How to give effective criticism

by Kayla Crum on May 2, 2024

Giving feedback is difficult. You want to help your team grow and learn. You know that mistakes and failures are important teaching moments. And yet, you hesitate. The last time you tried to offer feedback, it blew up into a conflict. Or maybe you felt so uncomfortable you weren’t able to fully address the real issues.

As leaders, it is possible to lean too far into criticality or too far into complacency. The key is to strike a balance, maintaining your team’s trust and respect while still being able to correct and guide behavior that detracts from team goals.

The Harvard Business Review recommends four approaches to giving constructive criticism.


1. Be specific

Key to the efficacy of criticism is its specificity. Generalized statements that someone needs to “improve” or that output has been “unsatisfactory” don’t lead to actionable change, just feelings of discontent.

Some leaders may fear that precise feedback will make their employees feel micromanaged. While it is possible to overdo it, precise feedback typically leads to precise results. It implies you are not criticizing someone’s personality or unique traits; rather, you are requesting a change in approach to a particular part of their workflow.

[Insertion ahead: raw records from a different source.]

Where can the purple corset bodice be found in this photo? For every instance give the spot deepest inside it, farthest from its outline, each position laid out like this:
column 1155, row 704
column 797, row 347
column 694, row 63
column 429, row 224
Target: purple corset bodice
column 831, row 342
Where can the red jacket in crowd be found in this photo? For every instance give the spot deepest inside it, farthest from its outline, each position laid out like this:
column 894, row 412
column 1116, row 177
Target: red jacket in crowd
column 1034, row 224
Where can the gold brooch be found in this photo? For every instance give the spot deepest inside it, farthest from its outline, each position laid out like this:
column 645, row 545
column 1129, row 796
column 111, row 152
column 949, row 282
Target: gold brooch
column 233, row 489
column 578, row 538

One way to become more specific in your feedback is by inviting the critiqued employee to problem-solve with you immediately after receiving the criticism. This leaves no room for miscommunication or guesswork as to what you want.


2. Bring in shared values

When inviting an employee to problem-solve alongside you, a great approach is mentioning shared values.

This could mean referencing the company’s values; for example, if open communication is a value for your team, you could remind an employee who rarely replies to email that this behavior sends a message of distance and aloofness whether they mean it to or not.

Another way to motivate change after criticism is by highlighting that particular employee’s values. If work-life balance is really important to them but they are continually late to the office, have a discussion about how you can better support them to arrive on time. Troubleshoot what is holding them back and remind them that you want to support them in their goal of work-life balance. Be flexible where you can, and explain rationale for set expectations where you can’t.


3. Be mindful of your non-verbal cues

Remember that the words you say sometimes matter less than how you say them. Body language, tone of voice, and even the location of a feedback session can all impact how the criticism is received.

A neutral facial expression and calm tone of voice are usually your best approach. Be sure to schedule one-on-one sessions ahead of time when possible to ensure your employee can come to the meeting prepared to receive constructive criticism. If in-the-moment feedback must occur, try to give it privately and mention that you’re available for follow-up conversations.


4. Be personal

While it may seem like the last thing you want when giving criticism is to be personal, personalizing your approach actually goes a long way toward effective change.

Check in with each team member and find out how they prefer feedback be given: in the moment, on a set schedule, or a mixture of the two. Accommodate their preferred method of communication when possible; some people may like face-to-face conversations while others prefer the privacy of reading an email.